Whether Africa will take any notice of course, is an entirely different question. To many of the people who raise the question of the future of the Anglican Communion with me in direct conversations in the University’s staff room and at a distance by students scattered around the world, the die already appears to be cast. Under the leadership of Peter Akinola many Anglicans will leave the Communion to establish a new ecclesial body.

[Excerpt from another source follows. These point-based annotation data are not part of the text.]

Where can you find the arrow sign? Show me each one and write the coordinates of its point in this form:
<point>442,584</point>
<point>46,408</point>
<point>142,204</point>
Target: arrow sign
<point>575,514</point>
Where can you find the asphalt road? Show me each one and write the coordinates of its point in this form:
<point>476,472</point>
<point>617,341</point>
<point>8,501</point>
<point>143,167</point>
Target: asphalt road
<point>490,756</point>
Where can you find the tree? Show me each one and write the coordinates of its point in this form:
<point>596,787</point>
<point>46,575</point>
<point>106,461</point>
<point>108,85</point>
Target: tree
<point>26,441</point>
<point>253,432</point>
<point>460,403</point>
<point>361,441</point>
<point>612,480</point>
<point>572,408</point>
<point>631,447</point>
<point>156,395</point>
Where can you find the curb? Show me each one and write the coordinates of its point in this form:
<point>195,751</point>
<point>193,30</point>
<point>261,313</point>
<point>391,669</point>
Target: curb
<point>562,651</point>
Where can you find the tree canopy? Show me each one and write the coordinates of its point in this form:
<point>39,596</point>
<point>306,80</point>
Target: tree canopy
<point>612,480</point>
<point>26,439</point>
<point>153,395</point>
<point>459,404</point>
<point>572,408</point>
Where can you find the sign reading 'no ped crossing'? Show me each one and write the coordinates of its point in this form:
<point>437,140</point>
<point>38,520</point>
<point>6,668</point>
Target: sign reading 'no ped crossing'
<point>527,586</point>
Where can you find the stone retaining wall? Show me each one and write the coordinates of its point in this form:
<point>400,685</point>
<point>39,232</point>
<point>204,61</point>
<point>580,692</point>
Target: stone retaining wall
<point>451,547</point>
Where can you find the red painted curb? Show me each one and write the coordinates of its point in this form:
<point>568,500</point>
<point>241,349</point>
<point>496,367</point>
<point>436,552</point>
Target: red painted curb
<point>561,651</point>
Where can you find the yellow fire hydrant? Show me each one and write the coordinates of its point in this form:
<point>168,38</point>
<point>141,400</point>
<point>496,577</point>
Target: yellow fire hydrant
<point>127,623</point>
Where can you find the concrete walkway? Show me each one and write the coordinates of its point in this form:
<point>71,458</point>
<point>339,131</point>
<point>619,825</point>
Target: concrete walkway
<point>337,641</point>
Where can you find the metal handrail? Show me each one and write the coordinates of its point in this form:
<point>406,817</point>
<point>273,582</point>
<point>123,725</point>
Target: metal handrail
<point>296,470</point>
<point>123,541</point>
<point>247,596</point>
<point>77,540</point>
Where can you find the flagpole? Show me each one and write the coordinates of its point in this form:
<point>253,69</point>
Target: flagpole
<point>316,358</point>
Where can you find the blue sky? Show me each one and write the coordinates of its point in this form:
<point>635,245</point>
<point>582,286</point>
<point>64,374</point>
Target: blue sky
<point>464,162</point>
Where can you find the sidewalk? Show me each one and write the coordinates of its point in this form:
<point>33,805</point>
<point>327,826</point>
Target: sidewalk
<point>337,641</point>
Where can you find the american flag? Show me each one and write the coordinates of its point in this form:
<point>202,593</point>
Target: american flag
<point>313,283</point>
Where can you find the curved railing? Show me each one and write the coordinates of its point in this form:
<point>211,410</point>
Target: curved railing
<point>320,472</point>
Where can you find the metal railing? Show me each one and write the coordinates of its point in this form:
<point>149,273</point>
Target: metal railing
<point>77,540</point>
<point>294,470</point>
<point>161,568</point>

It is often argued that we live today in a post-modern world where people adopt a consumerist ‘pick and mix’ approach to religion. People are joining and leaving churches for all kinds of reasons. But this has always been the case throughout the history of Anglicanism. One big exodus, at least in terms of leadership, spirituality and devotion occurred in the nineteenth century at the time of controversy over the Oxford Movement when John Henry Newman and many others reluctantly parted company with Anglicanism. Although his own brothers were also to make that journey Romewards, ‘Soapy Sam’ Wilberforce, son of the great social reformer, who would later become Bishop of Oxford, remained. He wrote in some anguish at the time:

“The glory of our beloved little church is departed. The heavens weeping over us, and the trees dropping round us, seem acted parables of our thoughts”.

But the Anglican Church’s ministry and mission were not compromised by these severe catholic losses or indeed, by the loss of the evangelical Methodists, and a vibrant church emerged from what David Newsome in his marvellous book called “The Parting of Friends”. And while there will be similar grief to see Anglican brothers and sisters of the Global South leave the Anglican Communion, for they have made a notable contribution to it, I confidently expect that Anglicanism with its unique vision, ethos and theology will survive and prosper.